Deborah Smith-Shank, “Semiotics and Material Culture Research Strategies”
This workshop will focus on semiotic strategies used to interrogate material culture and how material culture can be central to research methodologies. By considering material culture through semiotic lenses and identifying underlying codes and myths, it is possible to interrogate the intersections of objects and practices, the nature of our engagements with them, and the contexts through which they engage us at both the affective and cognitive levels. Exploring how and why things make sense within shifting codes of culture is semiotic inquiry, with the understanding that there is no one, or right, answer, and that answers are always contextual, and part of a meaningful, but continuing, story. As related to this year’s theme, material objects will be used as touchstones to consider how what we value enables us to know ourselves, facilitate connectedness, friendship, and perhaps even love.
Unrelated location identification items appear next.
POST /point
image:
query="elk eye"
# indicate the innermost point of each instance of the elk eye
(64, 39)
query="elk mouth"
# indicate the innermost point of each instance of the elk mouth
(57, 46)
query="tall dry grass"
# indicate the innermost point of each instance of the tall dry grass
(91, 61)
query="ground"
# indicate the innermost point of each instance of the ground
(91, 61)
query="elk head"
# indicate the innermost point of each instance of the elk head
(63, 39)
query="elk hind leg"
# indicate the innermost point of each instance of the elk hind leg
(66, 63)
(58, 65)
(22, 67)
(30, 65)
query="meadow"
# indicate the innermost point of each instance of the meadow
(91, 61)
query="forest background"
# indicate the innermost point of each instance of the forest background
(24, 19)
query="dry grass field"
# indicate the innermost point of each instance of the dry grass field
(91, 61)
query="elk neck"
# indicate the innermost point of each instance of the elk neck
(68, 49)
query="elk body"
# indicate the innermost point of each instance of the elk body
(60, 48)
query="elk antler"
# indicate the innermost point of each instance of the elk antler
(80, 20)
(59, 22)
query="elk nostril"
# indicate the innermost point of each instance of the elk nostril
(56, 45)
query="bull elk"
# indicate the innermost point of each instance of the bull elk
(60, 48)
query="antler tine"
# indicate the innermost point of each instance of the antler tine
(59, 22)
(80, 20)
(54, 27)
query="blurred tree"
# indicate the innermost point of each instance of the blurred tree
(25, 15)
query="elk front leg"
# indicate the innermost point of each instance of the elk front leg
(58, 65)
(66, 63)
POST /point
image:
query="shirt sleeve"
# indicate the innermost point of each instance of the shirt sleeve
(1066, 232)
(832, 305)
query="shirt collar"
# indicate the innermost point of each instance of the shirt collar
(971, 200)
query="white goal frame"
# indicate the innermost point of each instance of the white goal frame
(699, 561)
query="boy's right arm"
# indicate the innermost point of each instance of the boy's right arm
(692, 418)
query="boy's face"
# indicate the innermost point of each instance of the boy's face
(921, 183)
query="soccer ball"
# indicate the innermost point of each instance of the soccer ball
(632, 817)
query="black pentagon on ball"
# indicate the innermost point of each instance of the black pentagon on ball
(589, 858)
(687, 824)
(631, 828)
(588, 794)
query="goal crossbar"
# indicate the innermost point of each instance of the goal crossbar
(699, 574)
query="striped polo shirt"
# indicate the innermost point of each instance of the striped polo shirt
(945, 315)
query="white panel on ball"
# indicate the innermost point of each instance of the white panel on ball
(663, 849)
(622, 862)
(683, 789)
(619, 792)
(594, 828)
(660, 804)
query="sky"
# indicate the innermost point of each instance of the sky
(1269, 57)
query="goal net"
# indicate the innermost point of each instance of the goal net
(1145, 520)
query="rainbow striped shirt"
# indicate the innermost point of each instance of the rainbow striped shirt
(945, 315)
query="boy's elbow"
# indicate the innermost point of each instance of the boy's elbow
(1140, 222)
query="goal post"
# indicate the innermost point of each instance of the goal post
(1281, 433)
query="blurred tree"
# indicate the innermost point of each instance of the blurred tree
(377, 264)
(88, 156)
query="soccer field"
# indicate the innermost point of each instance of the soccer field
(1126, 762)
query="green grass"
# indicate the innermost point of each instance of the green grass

Deborah Smith-Shank, Ph.D. is Professor and Chair of art education at the Ohio State University. Among her numerous publications is the edited book, Semiotics and Visual Culture: Sights, Signs, and Significance (2004). She served the National Art Education Association as president of the Women’s Caucus from 1998-2000 and president of LGBTIQ from 2001-2003 and the International Society for Education Through Art (InSEA) as executive secretary of the World Council from 2002-2005, World Councilor from 2005-2007, and she currently serves as elected Vice President. Smith-Shank has published over 80 papers in national and international venues and has received national teaching awards and grants to conduct research on material culture and gender in Ireland, Canada, Croatia, the Netherlands, and in the United States.